控室でローリエはタキシードに、私はウェディングドレスに着替える。
そこにバジル大司教がやってきた。
「ローリエさんにサフランさん、今日はよろしくお願いしますね」
「こちらこそよろしくお願いします。昨日の今日で突然の結婚式で申し訳ありません」
「はっはっは。たしかに急でしたね。でも国王の依頼とあれば断れませんよ。ちょうど今日は大聖堂も私もスケジュールは空いていましたし」
「せっかくのお休みの日にありがとうございます」
「いえいえ、気にしなくて良いですよ。それで今日の段取りですが……」
バジル大司教から式の手順を聞く。
最初から私とローリエで入場するというぐらいで、他は地球の教会式と大差ないようだ。
*****
「いくよ、サフラン」
「うん」
私とローリエは手を繋いで、ウェディングロードを歩く。
通路の片側にはローズマリー先生、パセリ、ジンジャー、マスタードが立っている。
もう片側にはコリアンダー大王、スターアニス王女、ナツメグさんが立っている。
大聖堂という広い場所には少しさみしいけれど、ここにいるみんなは私とローリエを祝福してくれている。
祭壇の前で、バジル大司教が待っている。

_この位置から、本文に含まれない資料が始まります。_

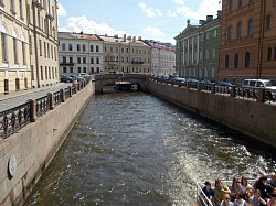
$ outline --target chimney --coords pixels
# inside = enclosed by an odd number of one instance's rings
[[[213,15],[206,15],[206,22],[210,22],[213,20]]]

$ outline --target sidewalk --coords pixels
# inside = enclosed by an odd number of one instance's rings
[[[47,95],[49,93],[57,91],[62,88],[71,86],[71,83],[59,83],[53,86],[33,88],[29,90],[12,91],[7,95],[0,95],[0,112],[17,106],[25,104],[29,99],[38,99]]]

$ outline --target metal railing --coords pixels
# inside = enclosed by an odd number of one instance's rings
[[[71,98],[81,89],[85,88],[91,78],[76,86],[68,86],[67,88],[60,89],[55,93],[38,98],[30,99],[28,102],[18,107],[0,112],[0,138],[8,138],[30,122],[34,122],[36,118],[42,117],[49,110],[54,109],[56,106]]]

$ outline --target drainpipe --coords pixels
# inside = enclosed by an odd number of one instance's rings
[[[262,1],[262,13],[261,13],[261,30],[258,41],[258,65],[257,65],[257,78],[262,75],[262,62],[263,62],[263,42],[264,42],[264,30],[265,30],[265,6],[266,0]]]

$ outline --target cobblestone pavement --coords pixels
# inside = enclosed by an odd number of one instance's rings
[[[29,99],[38,99],[47,95],[49,93],[57,91],[62,88],[71,86],[72,83],[59,83],[53,86],[33,88],[29,90],[12,91],[7,95],[0,95],[0,112],[17,106],[25,104]]]

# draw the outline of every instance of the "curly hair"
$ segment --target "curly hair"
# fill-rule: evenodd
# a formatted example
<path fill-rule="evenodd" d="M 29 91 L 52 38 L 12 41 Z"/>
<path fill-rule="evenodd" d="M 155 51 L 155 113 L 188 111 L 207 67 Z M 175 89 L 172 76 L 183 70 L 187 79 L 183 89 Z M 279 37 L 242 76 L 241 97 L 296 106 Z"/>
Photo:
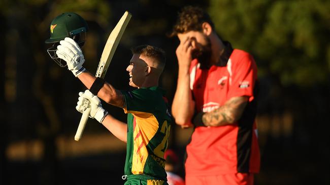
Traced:
<path fill-rule="evenodd" d="M 178 14 L 176 23 L 169 36 L 173 37 L 178 33 L 190 31 L 202 31 L 202 25 L 204 22 L 208 23 L 214 29 L 214 24 L 210 16 L 201 8 L 191 6 L 183 7 Z"/>

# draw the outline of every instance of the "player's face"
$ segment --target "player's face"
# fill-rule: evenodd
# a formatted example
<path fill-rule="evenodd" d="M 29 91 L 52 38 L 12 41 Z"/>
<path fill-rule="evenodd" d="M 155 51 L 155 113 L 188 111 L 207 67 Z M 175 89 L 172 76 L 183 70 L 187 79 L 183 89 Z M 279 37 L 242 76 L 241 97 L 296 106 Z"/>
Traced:
<path fill-rule="evenodd" d="M 143 56 L 134 54 L 130 59 L 129 65 L 126 70 L 129 75 L 129 85 L 135 87 L 141 87 L 148 75 L 148 65 Z"/>
<path fill-rule="evenodd" d="M 189 38 L 193 48 L 191 57 L 197 59 L 202 64 L 209 65 L 212 55 L 211 41 L 209 37 L 203 32 L 195 31 L 178 34 L 178 37 L 180 41 L 186 40 Z"/>

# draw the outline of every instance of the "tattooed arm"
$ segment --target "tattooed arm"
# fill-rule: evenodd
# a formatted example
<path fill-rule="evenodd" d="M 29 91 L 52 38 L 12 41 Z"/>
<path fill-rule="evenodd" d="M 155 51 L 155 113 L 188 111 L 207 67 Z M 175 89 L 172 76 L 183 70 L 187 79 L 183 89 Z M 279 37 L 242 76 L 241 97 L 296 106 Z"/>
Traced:
<path fill-rule="evenodd" d="M 224 105 L 208 113 L 201 112 L 193 119 L 196 126 L 218 126 L 235 123 L 241 118 L 249 99 L 233 97 Z"/>

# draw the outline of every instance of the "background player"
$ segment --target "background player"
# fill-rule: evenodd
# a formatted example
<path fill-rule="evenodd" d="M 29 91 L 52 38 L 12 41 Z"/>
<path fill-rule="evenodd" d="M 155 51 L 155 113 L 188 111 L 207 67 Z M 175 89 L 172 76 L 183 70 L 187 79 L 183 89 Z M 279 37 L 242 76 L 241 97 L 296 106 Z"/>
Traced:
<path fill-rule="evenodd" d="M 172 35 L 180 41 L 173 116 L 195 127 L 186 148 L 186 184 L 253 184 L 259 168 L 253 57 L 223 41 L 197 7 L 182 10 Z"/>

私たちはそこで立ち止まった。
バジル大司教が何か話した後、みんなで賛美歌を歌い、そしてローリエと誓いの言葉を交わす。
指輪の交換をした後、結婚証明書にサインした。
あまりの緊張に、夢うつつのまま進んでしまって、自分が何を話したのかも覚えていない。そういえば、指輪の調整は間に合ったんだ。

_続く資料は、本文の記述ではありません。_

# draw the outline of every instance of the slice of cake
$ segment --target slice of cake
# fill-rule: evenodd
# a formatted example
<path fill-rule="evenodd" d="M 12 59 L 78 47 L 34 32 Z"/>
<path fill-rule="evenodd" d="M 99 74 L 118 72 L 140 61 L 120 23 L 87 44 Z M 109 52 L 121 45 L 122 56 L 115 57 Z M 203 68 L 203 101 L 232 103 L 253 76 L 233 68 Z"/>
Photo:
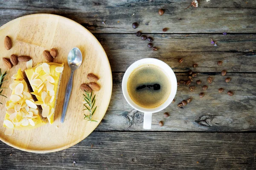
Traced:
<path fill-rule="evenodd" d="M 31 129 L 45 124 L 30 93 L 31 87 L 20 69 L 12 78 L 14 79 L 9 87 L 12 91 L 10 100 L 6 103 L 3 123 L 3 126 L 7 128 L 6 134 L 9 135 L 12 134 L 13 129 Z"/>
<path fill-rule="evenodd" d="M 61 82 L 64 64 L 54 62 L 39 63 L 35 67 L 25 70 L 33 89 L 31 93 L 38 100 L 35 103 L 41 105 L 42 116 L 49 122 L 53 123 L 57 98 Z"/>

気づいたら、ローリエとウェディングロードから退場していた。
「大丈夫? サフラン」
「ぷはー! 大丈夫じゃない大丈夫じゃない。緊張して何も覚えてないよ」
「あはは。さあ、最後にブーケトスだよ」
「そっか。行こう行こう」
今度は大聖堂の外に出て、フラワーシャワーを浴びた。
「おめでとう!」
「おめでとう!」
そしてブーケを放り投げると、ローズマリー先生がキャッチした。
私には『
こうして結婚式が終わった。みんなに祝福され、最高の一日だった。
*****
その日の夜。
「サフラン、結婚指輪の交信ってどんなものかな?」
「よし試してみよっか!」
ローリエ(聞こえる?)
「え? 何か喋った?」
「あはは。喋ってないよ。指輪に意識をおいて相手に伝わるように念じるんだよ」
サフラン(こう?)
ローリエ(そうそう)
サフラン(へー! すごいね!)
ローリエ(まあ、普段は常に一緒にいるから使う必要はないかな)
私はふと思いついて、ローリエの目を見て念じた。
サフラン(ローリエ、愛してる)
ローリエ(え? ふふふ。私もよ、サフラン、愛している)
サフラン(キスしていい?)
ローリエ(いいよ)
私とローリエはベッドに倒れこみ、相交わった。